The radiation environment is highly dynamic and includes several different populations of electrons, identified by their energy ranges. The lowest energy electrons form the background plasma, medium energy electrons are found in the ring current, and the highest energy electrons form the radiation belts. These have historically been studied independently but the populations are interdependent, and recent research has highlighted that they need to be studied as a single system. For example, the highest energy killer electrons are produced when lower energy electrons are energised by electromagnetic waves. These waves are generated by the medium energy electrons and the acceleration is most effective in regions with a depleted background plasma.
This proposal aims to establish how the populations and their interactions contribute to the variability of the radiation environment. We will determine which solar wind conditions produce the most effective wave-electron interactions, quantify the role of realistic magnetic fields on the loss and energisation of electrons, and determine how the interactions of the different populations affect the radiation environment in key types of space weather events. This will significantly increase our understanding of the conditions that lead to radiation environments that may damage satellites.
These studies require a combination of data analysis and modelling. A few models can study multiple populations, but they all initially addressed a single population using an appropriate framework for that population. Extending to include another population meant incorporating an additional framework, introducing interpolation errors and inconsistencies. For example, although these models use realistic magnetic field models for part of the calculation, they assume a dipole magnetic field to model the wave-electron interactions.
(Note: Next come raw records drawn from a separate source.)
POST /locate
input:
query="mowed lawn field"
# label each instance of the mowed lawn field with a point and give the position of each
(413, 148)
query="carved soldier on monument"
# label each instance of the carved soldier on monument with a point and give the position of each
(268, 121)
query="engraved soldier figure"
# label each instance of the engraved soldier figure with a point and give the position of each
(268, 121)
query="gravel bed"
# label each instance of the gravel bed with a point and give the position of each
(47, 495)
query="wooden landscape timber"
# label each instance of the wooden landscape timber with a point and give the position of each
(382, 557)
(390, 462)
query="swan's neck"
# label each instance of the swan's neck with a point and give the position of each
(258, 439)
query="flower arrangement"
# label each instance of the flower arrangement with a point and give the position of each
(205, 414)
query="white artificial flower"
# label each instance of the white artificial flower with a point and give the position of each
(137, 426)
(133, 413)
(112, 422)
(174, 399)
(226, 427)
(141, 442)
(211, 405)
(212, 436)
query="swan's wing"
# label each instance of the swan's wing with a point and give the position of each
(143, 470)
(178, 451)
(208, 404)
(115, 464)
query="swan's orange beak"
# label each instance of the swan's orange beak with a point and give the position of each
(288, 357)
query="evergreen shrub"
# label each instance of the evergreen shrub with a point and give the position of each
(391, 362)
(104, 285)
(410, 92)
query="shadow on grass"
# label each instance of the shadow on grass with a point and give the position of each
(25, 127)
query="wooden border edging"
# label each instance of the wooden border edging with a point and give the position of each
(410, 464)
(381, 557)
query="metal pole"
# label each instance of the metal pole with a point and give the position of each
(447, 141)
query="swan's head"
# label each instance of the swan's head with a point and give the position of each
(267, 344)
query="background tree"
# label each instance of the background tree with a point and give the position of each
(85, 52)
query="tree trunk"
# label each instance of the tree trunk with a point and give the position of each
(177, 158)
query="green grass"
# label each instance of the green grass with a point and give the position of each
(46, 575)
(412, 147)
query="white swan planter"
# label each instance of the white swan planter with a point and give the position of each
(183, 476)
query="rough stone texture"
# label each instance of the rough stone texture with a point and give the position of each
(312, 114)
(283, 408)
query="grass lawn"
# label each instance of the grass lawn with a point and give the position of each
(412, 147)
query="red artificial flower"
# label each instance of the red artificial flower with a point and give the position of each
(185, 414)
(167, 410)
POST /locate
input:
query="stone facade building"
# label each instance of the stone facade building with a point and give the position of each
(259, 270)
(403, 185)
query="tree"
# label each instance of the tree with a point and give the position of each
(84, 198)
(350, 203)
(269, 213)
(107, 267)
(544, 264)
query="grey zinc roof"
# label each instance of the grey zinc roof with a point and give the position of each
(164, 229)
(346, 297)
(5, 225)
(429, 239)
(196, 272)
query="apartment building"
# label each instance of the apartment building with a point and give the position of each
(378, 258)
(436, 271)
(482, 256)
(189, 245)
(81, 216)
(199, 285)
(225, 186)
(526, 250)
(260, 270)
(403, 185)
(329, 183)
Building on our BAS-RBM experience, we will adopt a novel approach using a unifying framework for all three populations that can also include realistic magnetic and electric fields. To be consistent we will also develop the first comprehensive characterisations of wave-electron interactions in realistic magnetic fields. Using observations from spacecraft such as the Van Allen Probes, together with this new modelling framework, we will address the causes of variability in the radiation environment. The model created for these studies will also be able to provide improved predictions of the conditions leading to internal charging on satellites and a new ability to address surface charging.